Objectives
Upon successful completion of this lesson, you should be able to:
- Identify situations in which the z or t distributions may be used to approximate a sampling distribution
- Construct a confidence interval to estimate a population proportion, mean, or difference in paired means by hand given summary data
- Construct a confidence interval to estimate a population proportion, mean, or difference in paired means using Minitab given summary or raw data
- Determine the necessary minimum sample size to construct a confidence interval for a single proportion or single mean with a given level of confidence and margin of error
- Conduct a hypothesis test using the appropriate common distribution for a single proportion, single mean, and paired means by hand given summary data
- Conduct a hypothesis test using the appropriate common distribution for a single proportion, single mean, and paired means using Minitab given summary or raw data
This lesson corresponds to Chapter 6 in the Lock5 textbook.
The general form of confidence intervals and test statistics will be the same for all of the procedures covered in this lesson:
- General Form of a Confidence Interval
- \(sample\ statistic\pm(multiplier)\ (standard\ error)\)
- General Form of a Test Statistic
- \(test\;statistic=\dfrac{sample\;statistic-null\;parameter}{standard\;error}\)

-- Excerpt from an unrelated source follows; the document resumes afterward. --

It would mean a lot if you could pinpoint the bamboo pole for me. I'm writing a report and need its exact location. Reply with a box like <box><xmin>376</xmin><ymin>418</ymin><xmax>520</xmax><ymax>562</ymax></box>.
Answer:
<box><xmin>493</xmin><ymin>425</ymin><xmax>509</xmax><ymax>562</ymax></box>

We will be using a five step hypothesis testing procedure:
- Check assumptions and write hypotheses. The assumptions will vary depending on the test. The null and alternative hypotheses will also be written in terms of population parameters; the null hypothesis will always contain the equality (i.e., \(=\)).
- Calculate the test statistic. This will vary depending on the test, but it will typically be the difference observed between the sample and population divided by a standard error. In this lesson, we will see z and t test statistics. Minitab will compute the test statistic.
- Determine the p-value. This can be found using Minitab.
- Make a decision. If \(p \leq \alpha\) reject the null hypothesis. If \(p>\alpha\) fail to reject the null hypothesis.
- State a "real world" conclusion. Based on your decision in step 4, write a conclusion in terms of the original research question.
Some steps may vary depending on the test.
We will be relying heavily on Minitab in this lesson and all of the following lessons. Note that help is available in Minitab.